Saturday, March 7, 2009

Walking the Trolley Route

Yesterday morning I grabbed a Savannah Trolley Tour brochure. Inside they had the path by which they were to show Savannah and so instead of paying 22 dollars I somewhat followed the tour on foot, for free.

I passed through River Street and saw the statue of the Girl in the Wind. Most of the bars and tourist traps were already displaying St. Patrick's day fare, including but not limited to "I got Riverfaced on Shit St. in Savannah on St. Patrick's Day" T-shirts. Not that anyone sober would actually buy that shirt. They also turned the water green in Forsythe Park:


With a few hours till I could get back into the hostel, I decided to spend a some time with the other sun-worshipers on the lawn of the park. Later I walked to a gallery opening. The gallery was displaying Wynne Hodges' Luminous Oak exhibit. Wynne Hodges is a professor at SCAD who learned blacksmithing at the John C. Campbell Folk School and created chandeliers inspired by the twisting, turning, and looming oaks of Savannah:


I talked with her for a little and she turned out to be a very down to earth art-professor. She does not worry herself with the craft vs art debate and instead makes things that satisfy her artistic passion and possibly the appetites of potential buyers. Thus she creates functional art.
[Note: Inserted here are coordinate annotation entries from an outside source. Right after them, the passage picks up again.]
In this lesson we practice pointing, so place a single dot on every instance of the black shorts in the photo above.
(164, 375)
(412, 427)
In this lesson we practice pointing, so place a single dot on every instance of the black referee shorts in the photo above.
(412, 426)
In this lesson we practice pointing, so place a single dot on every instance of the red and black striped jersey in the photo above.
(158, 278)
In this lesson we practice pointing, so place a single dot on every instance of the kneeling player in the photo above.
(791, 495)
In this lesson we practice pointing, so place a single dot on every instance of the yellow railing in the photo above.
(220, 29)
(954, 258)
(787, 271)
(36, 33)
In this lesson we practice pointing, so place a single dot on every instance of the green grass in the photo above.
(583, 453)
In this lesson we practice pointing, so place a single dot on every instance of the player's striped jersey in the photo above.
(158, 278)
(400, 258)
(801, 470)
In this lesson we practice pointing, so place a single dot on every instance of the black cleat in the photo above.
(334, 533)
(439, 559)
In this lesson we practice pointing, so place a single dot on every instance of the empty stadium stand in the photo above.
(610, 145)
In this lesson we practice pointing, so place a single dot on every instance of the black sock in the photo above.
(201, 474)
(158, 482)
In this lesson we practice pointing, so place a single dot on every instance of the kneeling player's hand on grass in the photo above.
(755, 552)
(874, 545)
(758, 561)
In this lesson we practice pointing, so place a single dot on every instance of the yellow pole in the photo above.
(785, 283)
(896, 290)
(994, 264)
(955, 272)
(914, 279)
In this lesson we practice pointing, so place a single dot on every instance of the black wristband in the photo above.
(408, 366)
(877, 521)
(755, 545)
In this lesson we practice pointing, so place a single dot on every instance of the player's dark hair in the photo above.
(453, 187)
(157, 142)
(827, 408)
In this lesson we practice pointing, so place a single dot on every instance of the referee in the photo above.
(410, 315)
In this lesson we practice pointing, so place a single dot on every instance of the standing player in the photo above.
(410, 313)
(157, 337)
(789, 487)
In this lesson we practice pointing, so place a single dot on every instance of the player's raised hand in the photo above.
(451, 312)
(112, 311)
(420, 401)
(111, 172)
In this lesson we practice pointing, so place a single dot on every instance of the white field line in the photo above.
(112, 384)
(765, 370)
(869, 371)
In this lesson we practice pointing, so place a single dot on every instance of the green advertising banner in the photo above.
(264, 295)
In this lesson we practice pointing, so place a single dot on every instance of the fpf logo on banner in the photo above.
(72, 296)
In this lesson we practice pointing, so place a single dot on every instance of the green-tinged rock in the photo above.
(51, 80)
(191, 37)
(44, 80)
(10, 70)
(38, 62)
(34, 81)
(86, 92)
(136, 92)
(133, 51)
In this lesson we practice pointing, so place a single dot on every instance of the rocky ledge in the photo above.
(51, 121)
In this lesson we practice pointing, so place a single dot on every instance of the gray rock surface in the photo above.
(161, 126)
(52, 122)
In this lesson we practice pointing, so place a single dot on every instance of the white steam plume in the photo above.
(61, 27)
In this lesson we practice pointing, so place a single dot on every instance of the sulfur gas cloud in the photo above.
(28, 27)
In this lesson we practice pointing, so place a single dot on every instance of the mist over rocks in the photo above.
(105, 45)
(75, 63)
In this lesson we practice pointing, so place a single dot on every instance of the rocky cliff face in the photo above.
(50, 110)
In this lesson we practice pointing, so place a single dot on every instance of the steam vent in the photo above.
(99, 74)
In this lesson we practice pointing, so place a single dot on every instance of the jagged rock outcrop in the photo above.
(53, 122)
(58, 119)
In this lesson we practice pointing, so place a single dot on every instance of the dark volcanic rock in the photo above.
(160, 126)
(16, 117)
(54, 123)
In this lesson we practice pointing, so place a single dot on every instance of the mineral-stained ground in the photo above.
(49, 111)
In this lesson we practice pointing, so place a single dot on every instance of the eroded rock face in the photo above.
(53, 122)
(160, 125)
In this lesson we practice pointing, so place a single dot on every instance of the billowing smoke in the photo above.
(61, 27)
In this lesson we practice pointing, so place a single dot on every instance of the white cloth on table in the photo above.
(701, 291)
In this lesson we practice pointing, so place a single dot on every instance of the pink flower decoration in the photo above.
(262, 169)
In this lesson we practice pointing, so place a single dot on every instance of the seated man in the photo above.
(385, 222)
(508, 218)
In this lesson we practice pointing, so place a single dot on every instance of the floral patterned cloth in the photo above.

After the gallery I was invited by a Parisian, who I friended in the NotSo Hostel, to a concert that his friend was putting on. It turns out his friend was in a production called Seeing Sound where a small pit orchestra provides the inspiration for artists to paint in real time before a crowd. I think I enjoyed the music more so than the painting.

On each of the blank pieces the artists put masking tape in intersecting lines and patterns. I originally thought they would wait to pull off the tape till the very end thus exposing strict uninhibited straight lines in a piece of commotion and inspired strokes, dabs, splatters and sprays. However, they took off the tape half way through and ruined what I thought were to be works of art. And then there was the artist's painting on the far right, it looked like she was trying to capture the essence of vomit, with an ice scraper.

Being able to spend some more time talking with Jean-Luc was good. He's an artist himself and works two days a week in Paris selling "ghetto-clothes" to discoteque-going-teens and other young people. What I found most entertaining is he thought that when Americans talked they sort of sounded like Charlie Brown's teacher.